Em 1936 Hans Selye, fisiologista do Canadá  cunhou o termo “stress” na área da saúde para referir-se a uma resposta orgânica provocada a uma situação específica, neste caso, uma situação estressora. A partir daí a ciência adota este termo e passa a estudar este fenômeno tão intrínseco ao ser humano. “Além do interesse científico, também cresceu o interesse econômico em torno do estresse, que pode ser observado tanto na indústria farmacêutica, que vem fabricando numerosos produtos para combatê-los, como nas companhias de seguro, principalmente norte-americanas” (FILGUEIRAS & HIPPERT, 1999). Conforme a teoria da evolução de Charles Darwin, mais tarde sendo base para a ciência análise do comportamento, as reações do nosso organismo frente a estímulos aversivos são diversas e filogenéticas, pois tiveram importância na garantia de nossa sobrevivência. Vejamos um exemplo: o homem primitivo, frente a um animal que o ameaçava, precisava planejar sua luta ou fuga para manter-se vivo, para isso, o organismo entrava nesse estado de excitação afim de prepará-lo para emitir esses comportamentos. Então, não se pode compreender o estresse apenas como algo ruim. Ele tem seus benefícios e prepara o organismo para agir em determinadas situações. Uma pessoa que está nervoso antes de uma entrevista de emprego, por exemplo, pode ter mais chance de se sair bem pois presume-se que houve uma preparação deste candidato para as possíveis perguntas do recrutador. Uma estudante que está prestes a fazer prova de vestibular, pode apresentar este estresse pois seu organismo sinaliza a preparação para tirar uma boa nota, com isso ela estará mais atenta a cada questão que responder. Embora cada caso é um caso específico e abarca uma história de reforçamento e punição, em geral o estado de estresse se faz importante para nossa sobrevivência, entretanto o estresse prolongado e em situações incompatíveis com o grau de excitação, pode ser caracterizado como um problema passível de tratamento.

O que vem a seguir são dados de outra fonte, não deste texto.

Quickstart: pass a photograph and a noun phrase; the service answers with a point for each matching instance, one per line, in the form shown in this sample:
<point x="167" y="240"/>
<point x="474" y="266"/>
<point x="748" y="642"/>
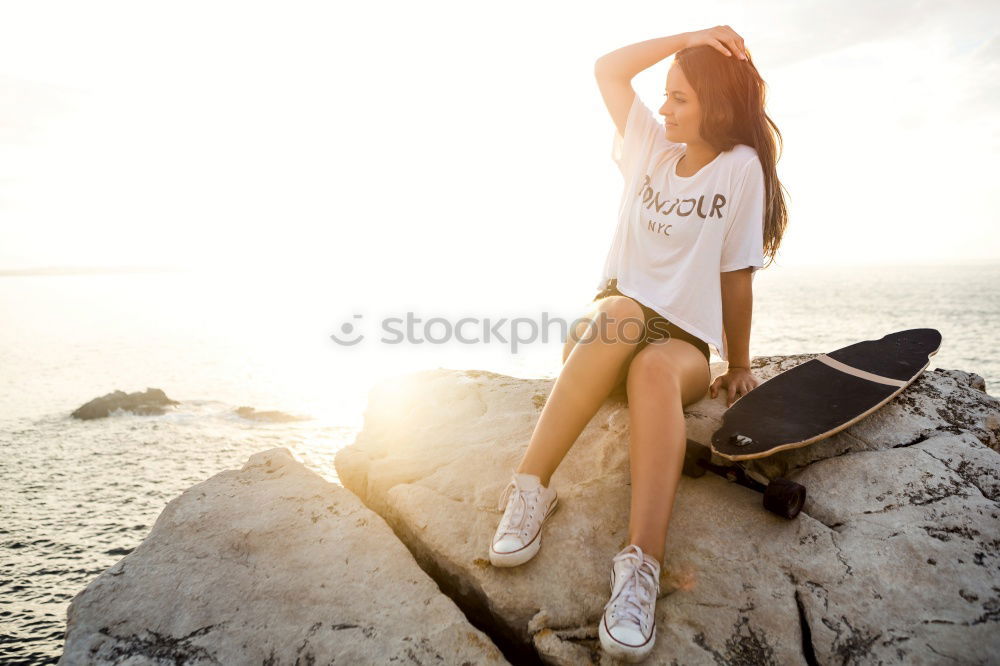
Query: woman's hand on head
<point x="721" y="37"/>
<point x="737" y="382"/>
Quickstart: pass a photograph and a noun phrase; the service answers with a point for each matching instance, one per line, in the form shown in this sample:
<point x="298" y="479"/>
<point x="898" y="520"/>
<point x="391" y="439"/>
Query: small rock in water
<point x="270" y="416"/>
<point x="150" y="402"/>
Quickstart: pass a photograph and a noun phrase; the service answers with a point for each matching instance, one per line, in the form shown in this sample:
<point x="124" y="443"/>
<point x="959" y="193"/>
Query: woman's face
<point x="681" y="112"/>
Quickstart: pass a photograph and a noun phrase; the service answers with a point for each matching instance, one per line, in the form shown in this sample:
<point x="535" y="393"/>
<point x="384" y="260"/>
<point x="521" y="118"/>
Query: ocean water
<point x="76" y="496"/>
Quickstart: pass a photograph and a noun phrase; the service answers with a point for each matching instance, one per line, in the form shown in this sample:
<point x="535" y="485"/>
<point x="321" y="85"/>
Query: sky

Quando nos sentimos estressados, nosso organismo libera uma substância conhecida como cortisol, hormônio produzido pelas glândulas suprarrenais localizadas na região dos rins. O cortisol auxilia na produção de glóbulos brancos, células do sistema de defesa que, em excesso, prejudicam a circulação de sangue nas artérias. Sob condição de estresse, o cortisol provoca a produção em excesso de glóbulos brancos. Esses glóbulos são necessários para nossa sobrevivência, pois combatem as doenças de nosso organismo, como infecção, no entanto, quantidades maiores deles são prejudiciais, pois ficam alojados nas paredes das artérias, dificultando o fluxo do sangue e promovem a formação de coágulos, os quais bloqueiam a circulação ou alojam-se para outras partes do corpo. A formação de coágulos nas artérias, eleva o risco das doenças cardiovasculares pois provoca uma desregulação nos batimentos cardíacos. Problemas que causam batimentos cardíacos desregulados, são as principais causas que contribui para o AVC, pois eles favorecem a produção de coágulos dentro do coração, que ao se desprenderem podem chegar aos vasos do cérebro, diminuindo o fluxo do sangue, provocando o AVC.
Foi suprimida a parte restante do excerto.